I try my best to bring contemplative interpretations of what I see on screen when I craft a review. For this? I’m not the slightest bit embarrassed to say I got nothin’. And maybe that’s exactly what Mark Jenkin wanted. His film, at times, feels like a vivid fever dream, resistant to any cogent analysis. If that was his aim, he succeeded beyond his wildest dreams with this viewer. The impenetrability of the movie makes it something of a curio; it helps to let it wash over you and is something to behold as pure sensory experience. Enys Men’s opacity doesn’t detract from the overall effect. If you’re able to fall into the movie’s hypnotic rhythm, it’s a small wonder to behold.
Why it got 3.5 stars:
- I’m confident that there’s a lot going on under the surface of Enys Men, but I’m not confident that I’m smart enough to put all the pieces together. It’s one hell of a ride, though.
Things I forgot to mention in my review, because, well, I'm the Forgetful Film Critic:
- I will never tire of filmmakers putting the 1970s-era style copyright with the main title at the opening of the film. I’m sure critics and cinephiles hated their inclusion when they were introduced during the New Hollywood period, but I find them charming. I know, I’m a bad anti-capitalist. I hang my head in shame.

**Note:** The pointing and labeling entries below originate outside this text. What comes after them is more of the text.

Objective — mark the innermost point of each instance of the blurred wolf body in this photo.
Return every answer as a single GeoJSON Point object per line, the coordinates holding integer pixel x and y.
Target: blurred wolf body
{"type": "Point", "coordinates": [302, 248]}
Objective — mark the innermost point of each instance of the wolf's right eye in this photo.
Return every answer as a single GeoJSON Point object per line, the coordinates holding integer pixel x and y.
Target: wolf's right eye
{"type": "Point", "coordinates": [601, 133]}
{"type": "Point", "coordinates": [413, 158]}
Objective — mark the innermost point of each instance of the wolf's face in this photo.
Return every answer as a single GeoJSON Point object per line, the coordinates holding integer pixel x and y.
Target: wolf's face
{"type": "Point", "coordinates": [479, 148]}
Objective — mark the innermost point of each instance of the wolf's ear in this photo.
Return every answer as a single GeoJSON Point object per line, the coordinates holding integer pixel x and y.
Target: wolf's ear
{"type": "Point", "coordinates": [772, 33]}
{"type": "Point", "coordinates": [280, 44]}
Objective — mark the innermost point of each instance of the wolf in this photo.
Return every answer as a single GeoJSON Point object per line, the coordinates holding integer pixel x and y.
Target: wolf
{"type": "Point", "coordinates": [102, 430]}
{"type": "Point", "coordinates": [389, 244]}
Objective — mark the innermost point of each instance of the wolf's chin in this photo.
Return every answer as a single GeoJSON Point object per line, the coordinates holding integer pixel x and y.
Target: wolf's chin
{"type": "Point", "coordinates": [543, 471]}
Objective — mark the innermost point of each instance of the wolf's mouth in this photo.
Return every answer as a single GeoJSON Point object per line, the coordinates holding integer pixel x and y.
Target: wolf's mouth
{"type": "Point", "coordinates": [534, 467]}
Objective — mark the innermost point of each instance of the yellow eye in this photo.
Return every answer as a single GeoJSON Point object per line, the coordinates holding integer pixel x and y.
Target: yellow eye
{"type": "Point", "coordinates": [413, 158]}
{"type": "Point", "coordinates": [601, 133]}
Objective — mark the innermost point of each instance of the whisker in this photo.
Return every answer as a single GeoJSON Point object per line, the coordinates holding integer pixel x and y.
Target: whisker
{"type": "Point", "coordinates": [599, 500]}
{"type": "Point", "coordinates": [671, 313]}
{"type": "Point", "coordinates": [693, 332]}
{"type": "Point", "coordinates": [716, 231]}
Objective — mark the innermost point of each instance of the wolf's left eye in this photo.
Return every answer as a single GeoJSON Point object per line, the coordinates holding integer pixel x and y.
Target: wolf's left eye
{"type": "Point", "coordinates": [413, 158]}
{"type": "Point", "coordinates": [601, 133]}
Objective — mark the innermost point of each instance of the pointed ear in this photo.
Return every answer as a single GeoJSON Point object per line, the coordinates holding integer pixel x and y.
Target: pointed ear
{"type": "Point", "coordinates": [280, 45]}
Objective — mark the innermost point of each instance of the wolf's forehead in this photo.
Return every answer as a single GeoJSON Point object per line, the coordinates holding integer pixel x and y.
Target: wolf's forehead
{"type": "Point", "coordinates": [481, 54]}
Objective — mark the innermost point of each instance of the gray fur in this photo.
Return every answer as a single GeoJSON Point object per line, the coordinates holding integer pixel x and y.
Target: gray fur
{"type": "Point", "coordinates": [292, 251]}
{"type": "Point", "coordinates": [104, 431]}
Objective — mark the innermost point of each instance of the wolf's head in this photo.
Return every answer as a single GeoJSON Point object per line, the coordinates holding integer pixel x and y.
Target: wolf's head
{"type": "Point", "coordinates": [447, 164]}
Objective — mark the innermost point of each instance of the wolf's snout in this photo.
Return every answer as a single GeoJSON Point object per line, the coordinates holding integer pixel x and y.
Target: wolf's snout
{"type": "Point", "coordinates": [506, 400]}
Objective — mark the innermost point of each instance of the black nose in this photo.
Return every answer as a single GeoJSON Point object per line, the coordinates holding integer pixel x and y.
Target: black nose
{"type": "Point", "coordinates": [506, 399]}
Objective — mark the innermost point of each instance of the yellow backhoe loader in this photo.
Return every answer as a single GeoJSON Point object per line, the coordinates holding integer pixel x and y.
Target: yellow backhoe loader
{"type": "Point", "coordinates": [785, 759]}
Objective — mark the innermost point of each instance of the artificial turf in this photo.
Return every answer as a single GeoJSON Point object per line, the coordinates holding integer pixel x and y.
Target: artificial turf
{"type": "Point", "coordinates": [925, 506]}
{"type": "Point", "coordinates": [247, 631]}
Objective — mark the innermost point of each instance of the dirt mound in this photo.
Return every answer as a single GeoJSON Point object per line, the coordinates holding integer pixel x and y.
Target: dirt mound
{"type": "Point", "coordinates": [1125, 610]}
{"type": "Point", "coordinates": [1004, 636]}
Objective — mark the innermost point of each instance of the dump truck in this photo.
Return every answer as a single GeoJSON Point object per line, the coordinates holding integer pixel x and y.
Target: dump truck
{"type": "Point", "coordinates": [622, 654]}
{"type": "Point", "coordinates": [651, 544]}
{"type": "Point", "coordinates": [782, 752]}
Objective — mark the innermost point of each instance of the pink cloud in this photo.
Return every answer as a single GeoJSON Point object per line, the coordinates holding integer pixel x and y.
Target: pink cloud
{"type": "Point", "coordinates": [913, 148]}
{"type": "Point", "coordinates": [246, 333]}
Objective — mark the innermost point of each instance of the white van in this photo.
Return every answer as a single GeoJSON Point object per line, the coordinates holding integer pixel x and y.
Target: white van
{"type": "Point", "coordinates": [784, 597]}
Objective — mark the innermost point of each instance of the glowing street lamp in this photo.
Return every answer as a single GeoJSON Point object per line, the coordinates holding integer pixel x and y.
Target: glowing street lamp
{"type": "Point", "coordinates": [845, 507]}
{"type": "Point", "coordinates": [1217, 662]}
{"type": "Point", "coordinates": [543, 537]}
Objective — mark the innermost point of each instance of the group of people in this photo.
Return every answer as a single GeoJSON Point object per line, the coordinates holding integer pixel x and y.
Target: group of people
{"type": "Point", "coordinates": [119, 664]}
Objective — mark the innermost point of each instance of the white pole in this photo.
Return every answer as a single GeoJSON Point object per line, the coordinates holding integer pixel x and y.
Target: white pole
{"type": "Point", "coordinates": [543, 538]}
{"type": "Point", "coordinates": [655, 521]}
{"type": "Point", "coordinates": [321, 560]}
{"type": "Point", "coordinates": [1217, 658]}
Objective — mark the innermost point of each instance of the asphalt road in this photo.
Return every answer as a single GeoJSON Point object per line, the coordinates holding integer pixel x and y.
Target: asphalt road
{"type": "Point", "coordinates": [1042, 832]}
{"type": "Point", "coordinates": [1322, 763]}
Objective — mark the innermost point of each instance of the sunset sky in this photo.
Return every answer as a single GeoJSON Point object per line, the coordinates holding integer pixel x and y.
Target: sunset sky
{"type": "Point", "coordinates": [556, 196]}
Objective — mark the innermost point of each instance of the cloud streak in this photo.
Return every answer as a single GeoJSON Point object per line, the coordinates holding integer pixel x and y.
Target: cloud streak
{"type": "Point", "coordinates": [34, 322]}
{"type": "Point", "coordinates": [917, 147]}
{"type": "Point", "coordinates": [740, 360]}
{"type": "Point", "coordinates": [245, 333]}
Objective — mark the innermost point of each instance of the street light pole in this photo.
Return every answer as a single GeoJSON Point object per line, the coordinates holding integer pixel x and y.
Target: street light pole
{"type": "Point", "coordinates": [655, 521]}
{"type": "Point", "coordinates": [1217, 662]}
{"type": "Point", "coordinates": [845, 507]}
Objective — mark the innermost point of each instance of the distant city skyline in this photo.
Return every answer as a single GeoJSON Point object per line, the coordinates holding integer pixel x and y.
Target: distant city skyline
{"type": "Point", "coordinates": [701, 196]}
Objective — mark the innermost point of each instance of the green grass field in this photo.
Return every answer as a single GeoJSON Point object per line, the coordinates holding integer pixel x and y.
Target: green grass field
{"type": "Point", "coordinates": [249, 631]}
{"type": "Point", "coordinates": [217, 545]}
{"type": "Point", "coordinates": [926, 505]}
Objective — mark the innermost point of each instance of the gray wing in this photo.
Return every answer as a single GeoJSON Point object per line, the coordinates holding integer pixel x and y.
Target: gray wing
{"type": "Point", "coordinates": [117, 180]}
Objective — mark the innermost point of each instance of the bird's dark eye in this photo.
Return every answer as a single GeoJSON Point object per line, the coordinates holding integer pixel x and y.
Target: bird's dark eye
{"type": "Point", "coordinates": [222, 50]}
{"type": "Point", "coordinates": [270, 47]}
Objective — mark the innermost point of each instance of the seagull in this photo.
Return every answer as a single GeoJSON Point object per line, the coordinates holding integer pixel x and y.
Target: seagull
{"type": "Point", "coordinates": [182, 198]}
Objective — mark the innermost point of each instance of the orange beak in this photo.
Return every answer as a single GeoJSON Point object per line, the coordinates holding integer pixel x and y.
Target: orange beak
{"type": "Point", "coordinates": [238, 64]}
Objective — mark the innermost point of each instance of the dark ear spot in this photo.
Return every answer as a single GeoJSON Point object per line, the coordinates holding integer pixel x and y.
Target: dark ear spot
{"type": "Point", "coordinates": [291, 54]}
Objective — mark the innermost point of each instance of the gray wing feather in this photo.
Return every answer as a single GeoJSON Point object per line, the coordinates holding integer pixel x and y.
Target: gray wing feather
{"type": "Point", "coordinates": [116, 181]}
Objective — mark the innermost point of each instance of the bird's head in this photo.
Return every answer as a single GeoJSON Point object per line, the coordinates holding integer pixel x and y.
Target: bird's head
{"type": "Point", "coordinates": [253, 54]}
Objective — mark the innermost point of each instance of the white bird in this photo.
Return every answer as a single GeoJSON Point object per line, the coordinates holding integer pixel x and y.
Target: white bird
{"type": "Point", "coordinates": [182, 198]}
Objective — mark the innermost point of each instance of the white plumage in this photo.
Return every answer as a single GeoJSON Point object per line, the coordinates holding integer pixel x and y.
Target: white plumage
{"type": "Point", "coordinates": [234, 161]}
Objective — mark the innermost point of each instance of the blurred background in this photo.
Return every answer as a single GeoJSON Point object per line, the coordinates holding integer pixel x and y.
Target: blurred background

- There are a few scenes where The Volunteer is reading by candlelight — I’ll bet you can guess what book she’s reading — and it looks as if Jenkin is using the candlelight as his sole source of illumination for the scenes, Barry Lyndon-style. It’s a bold, and, I’m sure, difficult to pull off, stylistic choice.
- There is a work of art hanging on the cottage wall that is presumably a depiction of the island. Depicted under the island is a collection of skulls, which speaks to the strange goings-on during the movie.
- I have to wonder if the television series Lost inspired Jenkin at all.
- Raise your hand if you think Mary Woodvine resembles the Redgrave sisters so much that she could be one.
Close encounters with people in movie theaters:
- I caught this at The Texas Theatre on it’s way out of town. There were a dozen or so of us in attendance, and one gentleman in the row in front of me (who looked to be a high school- or college-aged kid) definitely seemed chemically enhanced in order to maximize his enjoyment of the trippy aesthetic. Keeping one eye on his reactions throughout the movie was almost as much fun as watching what was on the screen. Enys Men is currently playing in select theaters. It is not available for streaming as of this writing, but hopefully that will change soon.